One Cycle delay write Problem with 'Register File' when Simulatingwith mini MIPS

M

Muhammad Awais

Hi,

I am a little new in the world of vhdl. I am working on a project for
mini-MIPS. I have problem with Register File behavior. When I simulate
Reg file stand alone, it gives me good behavior ie. when writing - it
will write the data on the same clk'edge. But when integrated with
other components. It acts weird i.e. it writes after one cycle.

I am attaching two snapshots of my simulations

<http://users.encs.concordia.ca/~m_humayu/Screenshot-regfile.png>
1st Snap shot is the stand alone only simulation of Reg File, and we
can see As soon as Write Enable (wr_en) is '1' and clk ='1' the write
occur in to the corresponding register(wr_add), without any delay.

<http://users.encs.concordia.ca/~m_humayu/Screenshot-mips-regfile.png>
in the 2nd snapshot same component integrated into mips behave
different.
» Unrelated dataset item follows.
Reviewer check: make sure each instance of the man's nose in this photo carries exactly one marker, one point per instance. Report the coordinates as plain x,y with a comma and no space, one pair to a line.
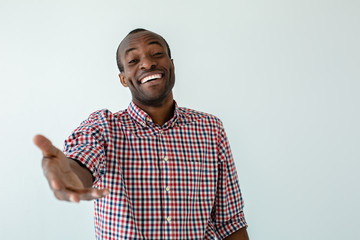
147,63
At time = 40 ns (it's the write back stage of the first
instruction). The signals are from the regfiles components. When the
write back data (x08) is ready at the start of clk edge, the write is
enabled, and write back address (01) is held also, the write occurs
into reg(0) on the next clock cycle (time=50) . WHY? and what is the
possible solution.

Following is my Reg file - code, which is 32 x 32bit Register file.

Attached is my code of mini-MIPS - just for reference
<http://users.encs.concordia.ca/~m_humayu/miniMIPS32.zip>
regfile.vhd is used in ID_mips32.vhd (Instruction Decode). Top level
entity is <complete.vhd> and testbench is <tb_complete_mips.vhd>

Thanks

__________________________
library IEEE;
use IEEE.std_logic_1164.all;
use IEEE.std_logic_unsigned.all;

entity regfile is
port(
rst : in std_logic;
clk : in std_logic;
rd_1 : in std_logic_vector(4 downto 0);
rd_2 : in std_logic_vector(4 downto 0);
data_in : in std_logic_vector(31 downto 0);
wr_en : in std_logic;
wr_add : in std_logic_vector(4 downto 0);
out_1 : out std_logic_vector(31 downto 0);
out_2 : out std_logic_vector(31 downto 0)
);
end entity regfile ;

architecture rtl of regfile is

type reg_array is array (0 to 31) of std_logic_vector(31 downto 0);
signal reg : reg_array;
signal wr_add_temp : std_logic_vector(4 downto 0);
signal data_in_temp : std_logic_vector(31 downto 0);
signal wr_en_temp : std_logic;
--signal s_out_1, s_out_2 : std_logic_vector(31 downto 0);
begin

readprocess:

out_1 <= reg(conv_integer(rd_1));
out_2 <= reg(conv_integer(rd_2));


wr_add_temp <= wr_add;
data_in_temp <= data_in;
wr_en_temp <= wr_en;

writeprocess:

process(clk,rst,wr_en,wr_add,reg)
begin
if rst = '1' then
for index in 0 to 31 loop
reg(index) <= ( Others => '0' );
end loop;
elsif (RISING_EDGE(clk)) then
if wr_en_temp = '1' then
if wr_add_temp /= "00000" then
reg(conv_integer(wr_add_temp)) <= data_in_temp;
end if;
end if;
end if;
end process;

end architecture rtl;

_____________________________________________________________
 
U

Uncle Noah

Hi,

I am a little new in the world of vhdl.

So it seems.
I have problem with Register File behavior. When I simulate
Reg file stand alone, it gives me good behavior ie. when writing - it
will write the data on the same clk'edge. But when integrated with
other components. It acts weird i.e. it writes after one cycle.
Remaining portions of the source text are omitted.